Son yıllarında başka bir sayı girdi hayatına: 20 bin. Bu iki sayı arasında bir paralellik kuruyor musunuz?
Wilt’in hayatını iki sayı özetler: 20 bin ve 100. 20 bin, o saçma cinsel fetih övünmesi içindir. Hayatında 20 bin farklı kadınla yattığı iddiasını biliyorsunuz. Ve 100 de, Hershey'deki o maç için. Bence o her şeyin büyük olmasını gerektiren bu Câlud sendromuna sahipti. Sanırım bu örnekte New York Knicks’i, hatta bütün bir sporu kendi isteğine göre eğip bükme eğilimi de bununla alakalıydı. 1962'deki o kararlılığı, yıllar sonra bu cinsel fetih ihtiyacına dönüştü. Dürüst olmak gerekirse, Wilt için üzücü olan şey, bunu kötü bir şekilde hesaplamış olmasıdır. Bu yüzden son yıllarında kendini bir karikatür haline dönüştürdü.
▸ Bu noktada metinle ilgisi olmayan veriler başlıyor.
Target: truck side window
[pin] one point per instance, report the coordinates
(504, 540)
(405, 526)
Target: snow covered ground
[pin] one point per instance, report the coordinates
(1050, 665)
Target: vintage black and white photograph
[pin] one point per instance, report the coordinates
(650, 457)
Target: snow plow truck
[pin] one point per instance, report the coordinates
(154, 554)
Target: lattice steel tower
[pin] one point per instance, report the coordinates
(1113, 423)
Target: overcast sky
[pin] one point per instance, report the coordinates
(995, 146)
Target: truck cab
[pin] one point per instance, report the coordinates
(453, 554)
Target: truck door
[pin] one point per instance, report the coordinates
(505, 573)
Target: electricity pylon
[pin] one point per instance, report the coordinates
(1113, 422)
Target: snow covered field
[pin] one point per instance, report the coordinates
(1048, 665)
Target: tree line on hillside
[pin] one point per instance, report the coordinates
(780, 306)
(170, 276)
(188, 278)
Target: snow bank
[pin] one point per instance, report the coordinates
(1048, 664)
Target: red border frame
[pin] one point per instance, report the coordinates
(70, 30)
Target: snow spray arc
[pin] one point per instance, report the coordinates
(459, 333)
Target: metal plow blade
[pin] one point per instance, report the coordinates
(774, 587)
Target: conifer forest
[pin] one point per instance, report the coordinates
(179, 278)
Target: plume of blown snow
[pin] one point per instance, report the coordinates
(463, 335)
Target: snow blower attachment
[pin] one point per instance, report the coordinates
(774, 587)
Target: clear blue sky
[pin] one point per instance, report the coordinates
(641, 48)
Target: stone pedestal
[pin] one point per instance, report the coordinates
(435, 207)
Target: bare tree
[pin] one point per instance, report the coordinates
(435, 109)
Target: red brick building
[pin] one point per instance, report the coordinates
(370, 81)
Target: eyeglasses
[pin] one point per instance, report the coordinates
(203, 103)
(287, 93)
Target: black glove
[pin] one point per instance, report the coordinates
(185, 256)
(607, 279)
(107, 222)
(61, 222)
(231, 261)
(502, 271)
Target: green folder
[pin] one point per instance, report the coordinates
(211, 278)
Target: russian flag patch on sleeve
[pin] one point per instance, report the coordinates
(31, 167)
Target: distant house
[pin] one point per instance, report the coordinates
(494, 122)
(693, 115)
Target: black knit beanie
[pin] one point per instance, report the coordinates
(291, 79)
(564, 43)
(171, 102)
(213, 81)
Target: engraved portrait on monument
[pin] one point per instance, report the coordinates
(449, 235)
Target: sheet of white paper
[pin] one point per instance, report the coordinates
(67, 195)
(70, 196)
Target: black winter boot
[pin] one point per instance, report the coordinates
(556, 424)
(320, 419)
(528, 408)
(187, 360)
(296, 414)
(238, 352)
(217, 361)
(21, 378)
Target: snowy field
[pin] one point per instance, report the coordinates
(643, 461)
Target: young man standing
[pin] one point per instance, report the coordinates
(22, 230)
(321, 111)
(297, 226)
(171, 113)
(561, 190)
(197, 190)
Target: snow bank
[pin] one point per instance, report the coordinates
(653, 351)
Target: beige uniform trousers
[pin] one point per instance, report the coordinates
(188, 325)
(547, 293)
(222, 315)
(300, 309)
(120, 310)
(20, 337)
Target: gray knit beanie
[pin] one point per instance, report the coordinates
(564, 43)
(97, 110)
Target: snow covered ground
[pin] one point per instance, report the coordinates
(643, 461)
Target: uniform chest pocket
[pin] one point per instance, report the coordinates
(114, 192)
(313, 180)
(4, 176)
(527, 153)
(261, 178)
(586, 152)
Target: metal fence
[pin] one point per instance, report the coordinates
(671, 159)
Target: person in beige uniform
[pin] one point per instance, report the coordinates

Son olarak, Amerikan sporunun diğer unutulmaz anları arasında kişisel olarak o geceyi nerede sıralardınız?
Wilt'in 100 sayılık maçının ayrı bir büyüklüğü var. Yani, Amerikan kültüründe 100 sayısında özel bir şey bu. Bu, Wilt'in 1962'de Hershey'deki büyük gecesi. Yani, 98 sayı atsaydı, 2 sayı daha az atsaydı hakkında böyle konuşmayacaktık.